Below are a few excerpts from the festival event. Listen to the full podcast (below) to get more from Ackerman about what he’s learned from war, peace, and using writing as a way to connect the disconnected.
On why bringing back the draft – and a war tax – may prevent war
"The thing that alarms me the most of this current set of wars and our current security posturing is the lack of engagement from the population. Nothing is asked from us. But I think even more frightening is because war has become so painless for us or seemingly so painless in our psyche. It makes us very susceptible to walking into a major war, sleepwalking into a major war."
On why I write fiction
"If they feel something, a fraction of what I wrote, of what I was feeling when I wrote it, then I have transferred some of my emotions to them. I am human and so I feel this. I show it to you. You are human and you feel some portion of it, too. Thus we are human. Thus we are set the same. In this age, where at every single opportunity we are encouraged to accentuate the ways we are different, I feel that what art does, what good art does, it affirms the way that we are the same.
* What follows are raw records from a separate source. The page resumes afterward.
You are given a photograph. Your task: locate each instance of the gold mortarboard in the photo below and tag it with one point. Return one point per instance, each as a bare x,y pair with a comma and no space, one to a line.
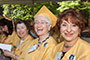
44,11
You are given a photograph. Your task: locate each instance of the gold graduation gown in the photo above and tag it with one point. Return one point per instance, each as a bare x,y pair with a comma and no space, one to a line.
12,39
43,52
2,38
19,51
80,51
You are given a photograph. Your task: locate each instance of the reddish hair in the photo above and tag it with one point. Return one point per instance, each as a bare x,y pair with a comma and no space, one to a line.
75,17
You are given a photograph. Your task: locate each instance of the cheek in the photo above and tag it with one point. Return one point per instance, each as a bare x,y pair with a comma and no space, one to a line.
76,30
63,29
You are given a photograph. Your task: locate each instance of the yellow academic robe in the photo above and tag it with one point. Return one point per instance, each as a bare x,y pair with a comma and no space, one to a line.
2,38
80,51
13,39
43,52
20,50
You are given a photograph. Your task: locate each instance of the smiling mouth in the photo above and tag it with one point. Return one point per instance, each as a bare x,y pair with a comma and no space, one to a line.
39,29
68,34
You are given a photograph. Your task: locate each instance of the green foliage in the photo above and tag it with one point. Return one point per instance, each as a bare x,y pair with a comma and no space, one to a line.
81,6
26,11
18,11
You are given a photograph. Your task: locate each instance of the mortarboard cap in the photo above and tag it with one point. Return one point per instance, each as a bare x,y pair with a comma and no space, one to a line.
44,11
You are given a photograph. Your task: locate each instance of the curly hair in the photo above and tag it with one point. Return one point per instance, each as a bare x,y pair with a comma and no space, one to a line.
75,17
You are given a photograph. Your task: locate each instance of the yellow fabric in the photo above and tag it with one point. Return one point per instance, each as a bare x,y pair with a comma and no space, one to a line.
13,39
2,38
42,52
81,50
44,11
23,46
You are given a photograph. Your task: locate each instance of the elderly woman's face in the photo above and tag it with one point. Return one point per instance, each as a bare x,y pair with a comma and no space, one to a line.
22,30
69,31
41,26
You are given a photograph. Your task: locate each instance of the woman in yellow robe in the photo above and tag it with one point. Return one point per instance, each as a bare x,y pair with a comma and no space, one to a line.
73,47
41,48
23,31
9,33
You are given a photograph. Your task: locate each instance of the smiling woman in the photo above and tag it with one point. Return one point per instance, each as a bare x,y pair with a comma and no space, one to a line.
23,31
71,24
41,48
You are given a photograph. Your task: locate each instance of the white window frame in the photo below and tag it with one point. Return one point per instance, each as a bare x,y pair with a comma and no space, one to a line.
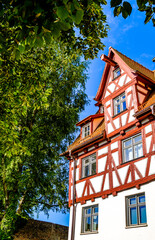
132,145
120,103
137,205
115,72
90,215
88,162
86,130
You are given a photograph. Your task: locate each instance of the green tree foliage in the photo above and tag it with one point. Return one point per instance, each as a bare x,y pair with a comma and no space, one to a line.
80,23
124,7
41,95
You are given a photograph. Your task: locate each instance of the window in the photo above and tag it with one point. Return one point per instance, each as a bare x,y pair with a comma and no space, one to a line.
132,148
119,103
90,219
117,72
89,165
86,130
136,210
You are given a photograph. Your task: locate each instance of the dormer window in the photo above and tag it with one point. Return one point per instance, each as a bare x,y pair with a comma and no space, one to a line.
86,130
117,72
119,104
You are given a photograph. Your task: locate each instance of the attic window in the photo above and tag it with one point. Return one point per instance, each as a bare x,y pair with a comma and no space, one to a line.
86,130
117,72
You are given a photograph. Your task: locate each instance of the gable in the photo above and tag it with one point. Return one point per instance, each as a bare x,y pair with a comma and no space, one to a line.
130,71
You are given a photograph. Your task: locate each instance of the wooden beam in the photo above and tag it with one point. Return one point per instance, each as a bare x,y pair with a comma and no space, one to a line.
108,60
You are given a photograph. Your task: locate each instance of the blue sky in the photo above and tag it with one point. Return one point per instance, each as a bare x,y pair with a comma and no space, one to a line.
131,37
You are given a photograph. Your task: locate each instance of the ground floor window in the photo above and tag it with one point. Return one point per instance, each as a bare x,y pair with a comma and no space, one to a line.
90,219
136,210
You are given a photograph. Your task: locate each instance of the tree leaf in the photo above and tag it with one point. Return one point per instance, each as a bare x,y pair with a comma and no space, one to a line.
79,16
115,3
117,11
124,13
127,7
62,12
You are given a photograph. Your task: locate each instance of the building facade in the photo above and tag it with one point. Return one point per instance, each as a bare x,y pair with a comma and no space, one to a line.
112,162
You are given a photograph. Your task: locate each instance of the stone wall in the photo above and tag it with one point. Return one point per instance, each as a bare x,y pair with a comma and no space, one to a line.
39,230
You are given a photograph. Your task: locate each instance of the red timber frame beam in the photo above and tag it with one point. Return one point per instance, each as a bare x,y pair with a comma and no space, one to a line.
108,60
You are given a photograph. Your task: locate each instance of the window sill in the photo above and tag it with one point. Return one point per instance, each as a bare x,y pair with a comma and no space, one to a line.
88,176
116,78
136,226
85,233
132,160
119,113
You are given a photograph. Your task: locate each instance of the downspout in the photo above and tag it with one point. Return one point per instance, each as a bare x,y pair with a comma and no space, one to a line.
73,198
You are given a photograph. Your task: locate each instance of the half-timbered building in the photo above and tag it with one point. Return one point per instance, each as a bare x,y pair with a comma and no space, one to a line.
112,161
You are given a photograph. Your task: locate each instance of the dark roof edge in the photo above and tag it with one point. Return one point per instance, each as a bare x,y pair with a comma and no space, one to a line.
145,110
84,143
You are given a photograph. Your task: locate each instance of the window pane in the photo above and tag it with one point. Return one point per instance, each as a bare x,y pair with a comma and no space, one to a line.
142,210
124,105
133,215
137,138
95,223
132,201
95,209
138,150
123,97
94,168
128,154
88,211
86,161
127,143
141,198
87,224
87,171
118,110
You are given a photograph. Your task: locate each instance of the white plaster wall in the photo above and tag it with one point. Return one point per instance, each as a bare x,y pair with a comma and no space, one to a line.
112,217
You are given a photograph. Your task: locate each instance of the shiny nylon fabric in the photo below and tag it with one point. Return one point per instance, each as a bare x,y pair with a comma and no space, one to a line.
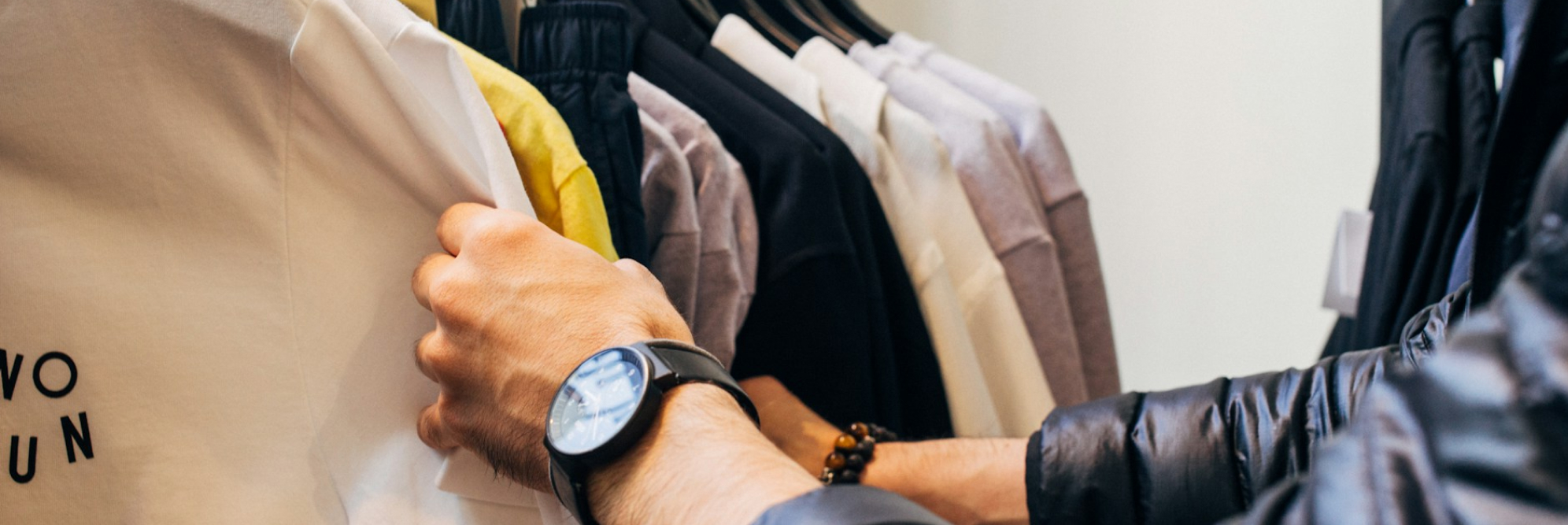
1193,455
1476,436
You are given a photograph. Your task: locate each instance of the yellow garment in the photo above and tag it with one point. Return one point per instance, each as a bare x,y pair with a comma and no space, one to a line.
560,185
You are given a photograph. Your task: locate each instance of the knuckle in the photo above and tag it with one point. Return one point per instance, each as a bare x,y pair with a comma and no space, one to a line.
635,270
425,351
501,229
447,292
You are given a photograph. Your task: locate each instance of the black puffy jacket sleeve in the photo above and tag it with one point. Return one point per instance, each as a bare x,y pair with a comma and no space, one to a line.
1192,455
1203,453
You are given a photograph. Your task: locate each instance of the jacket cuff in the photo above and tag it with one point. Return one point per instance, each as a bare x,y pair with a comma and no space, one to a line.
1079,468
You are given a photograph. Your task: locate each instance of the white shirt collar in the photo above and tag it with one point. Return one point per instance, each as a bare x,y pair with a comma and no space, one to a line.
753,52
852,91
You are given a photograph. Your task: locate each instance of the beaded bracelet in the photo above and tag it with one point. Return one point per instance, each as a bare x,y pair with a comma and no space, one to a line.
852,452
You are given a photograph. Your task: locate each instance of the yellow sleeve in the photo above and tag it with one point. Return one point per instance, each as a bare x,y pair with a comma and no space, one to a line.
560,185
423,9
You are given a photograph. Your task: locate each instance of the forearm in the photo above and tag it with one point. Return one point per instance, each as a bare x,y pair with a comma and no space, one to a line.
963,480
701,444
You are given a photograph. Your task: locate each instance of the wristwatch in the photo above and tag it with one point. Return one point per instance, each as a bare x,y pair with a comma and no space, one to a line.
610,400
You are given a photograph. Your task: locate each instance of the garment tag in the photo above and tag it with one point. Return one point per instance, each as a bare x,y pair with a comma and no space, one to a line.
1349,262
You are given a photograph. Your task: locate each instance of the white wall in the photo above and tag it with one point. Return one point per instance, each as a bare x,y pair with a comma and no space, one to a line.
1217,142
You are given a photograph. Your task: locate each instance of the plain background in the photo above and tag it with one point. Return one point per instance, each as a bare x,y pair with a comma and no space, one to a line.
1217,142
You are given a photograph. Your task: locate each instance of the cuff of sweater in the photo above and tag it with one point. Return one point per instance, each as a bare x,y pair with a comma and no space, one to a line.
849,505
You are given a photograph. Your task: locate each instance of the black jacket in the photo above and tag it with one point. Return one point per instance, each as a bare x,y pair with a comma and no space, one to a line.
1477,436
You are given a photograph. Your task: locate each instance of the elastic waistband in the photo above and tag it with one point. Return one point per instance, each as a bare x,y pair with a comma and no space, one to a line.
576,38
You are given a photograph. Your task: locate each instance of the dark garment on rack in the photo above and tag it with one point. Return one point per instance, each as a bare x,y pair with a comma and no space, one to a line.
1451,427
477,24
811,322
579,55
1533,110
921,392
1477,44
1411,196
1514,17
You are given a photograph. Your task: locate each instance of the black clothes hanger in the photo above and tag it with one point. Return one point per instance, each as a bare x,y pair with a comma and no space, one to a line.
703,13
823,16
760,17
800,22
855,17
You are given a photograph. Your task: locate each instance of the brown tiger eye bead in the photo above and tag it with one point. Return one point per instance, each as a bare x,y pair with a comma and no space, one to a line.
836,461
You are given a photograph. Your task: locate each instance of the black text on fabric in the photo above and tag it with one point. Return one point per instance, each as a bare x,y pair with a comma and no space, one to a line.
74,431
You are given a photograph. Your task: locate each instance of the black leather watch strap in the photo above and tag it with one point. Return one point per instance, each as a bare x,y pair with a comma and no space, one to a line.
692,364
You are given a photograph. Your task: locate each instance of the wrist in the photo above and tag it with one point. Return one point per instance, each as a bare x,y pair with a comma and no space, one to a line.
963,480
701,463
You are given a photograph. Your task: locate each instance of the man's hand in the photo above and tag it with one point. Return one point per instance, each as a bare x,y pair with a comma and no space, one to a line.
516,309
962,480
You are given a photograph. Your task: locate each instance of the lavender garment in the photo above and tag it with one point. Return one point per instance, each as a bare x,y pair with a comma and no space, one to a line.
999,188
675,238
1067,209
728,259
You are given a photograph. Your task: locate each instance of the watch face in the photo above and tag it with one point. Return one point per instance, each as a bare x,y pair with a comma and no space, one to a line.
597,400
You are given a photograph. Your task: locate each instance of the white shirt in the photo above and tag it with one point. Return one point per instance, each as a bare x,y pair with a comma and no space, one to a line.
996,327
855,120
220,207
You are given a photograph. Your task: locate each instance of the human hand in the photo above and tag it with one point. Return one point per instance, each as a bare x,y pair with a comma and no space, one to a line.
790,425
516,309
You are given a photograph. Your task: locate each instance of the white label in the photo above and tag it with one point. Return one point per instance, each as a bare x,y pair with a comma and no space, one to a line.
1349,262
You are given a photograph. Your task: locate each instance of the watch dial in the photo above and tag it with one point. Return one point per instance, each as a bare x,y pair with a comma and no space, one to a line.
597,400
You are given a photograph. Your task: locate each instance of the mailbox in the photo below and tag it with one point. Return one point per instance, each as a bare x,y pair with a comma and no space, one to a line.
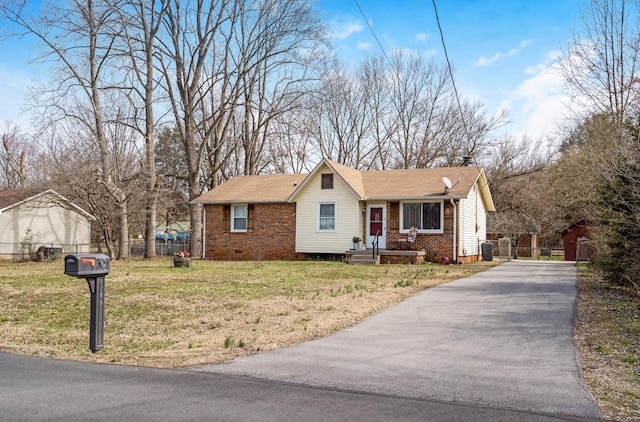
86,265
92,267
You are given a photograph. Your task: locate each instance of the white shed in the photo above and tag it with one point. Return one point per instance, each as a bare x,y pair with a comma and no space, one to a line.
46,219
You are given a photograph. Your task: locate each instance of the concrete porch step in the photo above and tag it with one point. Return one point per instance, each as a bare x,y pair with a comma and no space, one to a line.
363,258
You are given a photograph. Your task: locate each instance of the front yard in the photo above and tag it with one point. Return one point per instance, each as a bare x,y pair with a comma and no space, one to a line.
158,315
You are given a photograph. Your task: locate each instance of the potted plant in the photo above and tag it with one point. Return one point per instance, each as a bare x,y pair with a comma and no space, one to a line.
181,259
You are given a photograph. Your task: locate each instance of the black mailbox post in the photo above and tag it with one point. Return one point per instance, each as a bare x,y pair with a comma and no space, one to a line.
93,268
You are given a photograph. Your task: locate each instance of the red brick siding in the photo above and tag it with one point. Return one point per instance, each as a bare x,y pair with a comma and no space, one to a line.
272,236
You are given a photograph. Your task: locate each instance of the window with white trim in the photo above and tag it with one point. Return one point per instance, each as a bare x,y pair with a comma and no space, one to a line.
327,216
425,216
239,216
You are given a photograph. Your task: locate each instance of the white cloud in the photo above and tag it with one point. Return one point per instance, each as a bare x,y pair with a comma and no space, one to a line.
487,61
344,29
539,104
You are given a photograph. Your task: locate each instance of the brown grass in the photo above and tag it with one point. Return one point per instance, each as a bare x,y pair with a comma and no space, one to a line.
608,339
157,315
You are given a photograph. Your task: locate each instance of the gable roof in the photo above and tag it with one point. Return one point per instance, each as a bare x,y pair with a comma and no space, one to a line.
13,198
264,188
365,185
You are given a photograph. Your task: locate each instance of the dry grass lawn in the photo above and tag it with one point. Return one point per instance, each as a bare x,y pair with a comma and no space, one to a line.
608,338
157,315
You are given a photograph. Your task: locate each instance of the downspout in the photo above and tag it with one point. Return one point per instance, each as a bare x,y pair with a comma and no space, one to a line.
204,232
455,231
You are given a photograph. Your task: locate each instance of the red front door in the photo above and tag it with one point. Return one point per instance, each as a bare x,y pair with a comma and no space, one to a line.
375,221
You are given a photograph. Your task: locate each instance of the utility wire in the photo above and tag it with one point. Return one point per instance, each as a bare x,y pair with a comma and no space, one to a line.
372,32
453,81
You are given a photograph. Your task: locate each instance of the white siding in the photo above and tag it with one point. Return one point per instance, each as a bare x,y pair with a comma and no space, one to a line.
472,224
50,224
348,217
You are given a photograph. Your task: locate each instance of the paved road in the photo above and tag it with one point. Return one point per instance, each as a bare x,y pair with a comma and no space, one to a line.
501,338
493,347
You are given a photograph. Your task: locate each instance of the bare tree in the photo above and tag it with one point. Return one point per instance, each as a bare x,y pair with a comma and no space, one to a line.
13,158
79,39
601,63
141,21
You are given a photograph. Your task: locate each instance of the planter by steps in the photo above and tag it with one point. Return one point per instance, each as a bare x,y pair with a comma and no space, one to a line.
181,261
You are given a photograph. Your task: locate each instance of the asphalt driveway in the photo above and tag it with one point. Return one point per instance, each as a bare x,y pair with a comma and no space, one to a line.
501,338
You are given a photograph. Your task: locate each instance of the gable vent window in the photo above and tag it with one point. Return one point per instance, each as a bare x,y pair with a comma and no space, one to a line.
327,181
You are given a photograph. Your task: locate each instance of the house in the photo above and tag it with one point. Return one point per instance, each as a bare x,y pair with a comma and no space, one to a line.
29,221
294,216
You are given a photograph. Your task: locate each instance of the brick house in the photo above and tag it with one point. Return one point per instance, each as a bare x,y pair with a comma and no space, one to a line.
294,216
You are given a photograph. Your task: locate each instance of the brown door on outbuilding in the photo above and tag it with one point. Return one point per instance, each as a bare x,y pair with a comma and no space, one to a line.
570,236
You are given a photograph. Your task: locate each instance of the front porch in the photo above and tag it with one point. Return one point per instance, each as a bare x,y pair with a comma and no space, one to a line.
386,256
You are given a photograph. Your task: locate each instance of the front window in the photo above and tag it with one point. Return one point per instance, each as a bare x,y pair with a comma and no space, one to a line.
327,217
327,181
239,218
424,216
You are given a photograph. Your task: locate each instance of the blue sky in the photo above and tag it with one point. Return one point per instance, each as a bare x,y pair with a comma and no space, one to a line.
502,51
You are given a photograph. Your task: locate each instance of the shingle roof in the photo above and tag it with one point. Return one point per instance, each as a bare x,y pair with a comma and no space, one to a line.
366,185
265,188
13,196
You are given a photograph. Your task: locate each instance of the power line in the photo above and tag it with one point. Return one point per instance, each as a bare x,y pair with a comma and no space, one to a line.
453,81
372,32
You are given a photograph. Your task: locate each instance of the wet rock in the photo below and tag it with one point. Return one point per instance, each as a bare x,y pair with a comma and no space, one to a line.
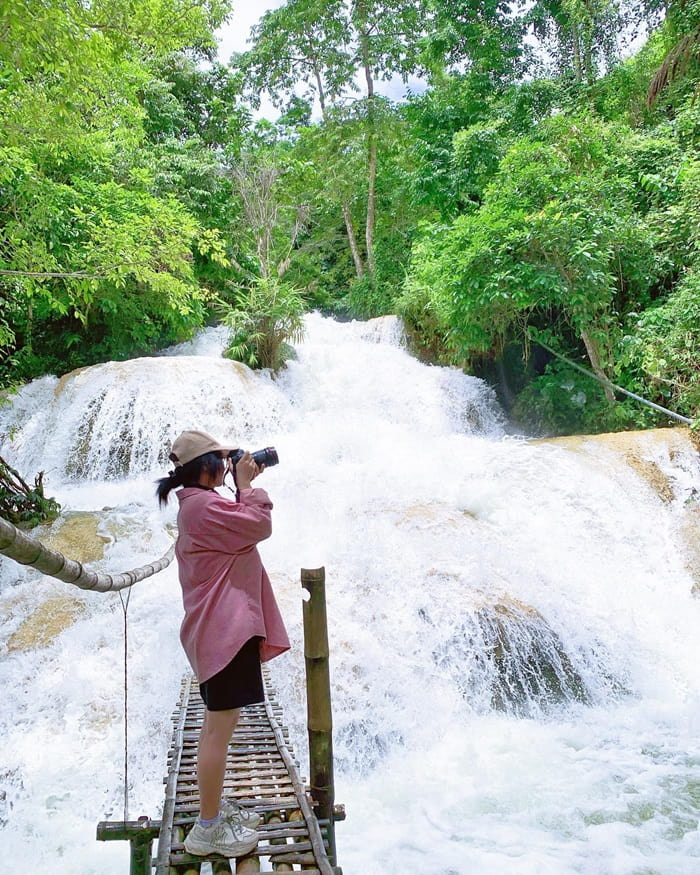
45,623
77,536
506,656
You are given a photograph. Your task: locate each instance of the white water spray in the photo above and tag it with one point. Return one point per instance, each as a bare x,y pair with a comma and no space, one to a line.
514,648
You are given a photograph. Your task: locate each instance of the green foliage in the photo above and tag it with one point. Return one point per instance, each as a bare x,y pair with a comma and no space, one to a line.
265,318
663,348
23,505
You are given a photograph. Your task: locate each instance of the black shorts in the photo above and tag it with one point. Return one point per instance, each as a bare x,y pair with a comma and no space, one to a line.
238,684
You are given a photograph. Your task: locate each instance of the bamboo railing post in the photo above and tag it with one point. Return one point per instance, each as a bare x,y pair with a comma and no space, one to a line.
140,835
318,700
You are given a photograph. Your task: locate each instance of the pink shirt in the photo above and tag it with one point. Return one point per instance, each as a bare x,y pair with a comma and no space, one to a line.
226,592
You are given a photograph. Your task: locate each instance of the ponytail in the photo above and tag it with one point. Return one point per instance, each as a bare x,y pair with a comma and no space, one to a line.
188,475
166,484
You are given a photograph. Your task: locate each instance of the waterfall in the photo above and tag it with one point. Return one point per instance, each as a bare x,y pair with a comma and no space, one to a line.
514,633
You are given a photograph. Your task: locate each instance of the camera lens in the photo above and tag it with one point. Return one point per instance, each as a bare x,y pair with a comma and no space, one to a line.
267,457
And it is one of the few singular acts of optimism that's left."
On abandoning Kurdish forces in Syria
So when you pull out whole cloth from northern Syria and hand over our partner now for many years in the fight against ISIS to their arch enemy, the Turks, I can't tell you how that decision is going to play out, but it's not going to play out well for the United States. I think, sadly, it's just an incredibly cynical decision.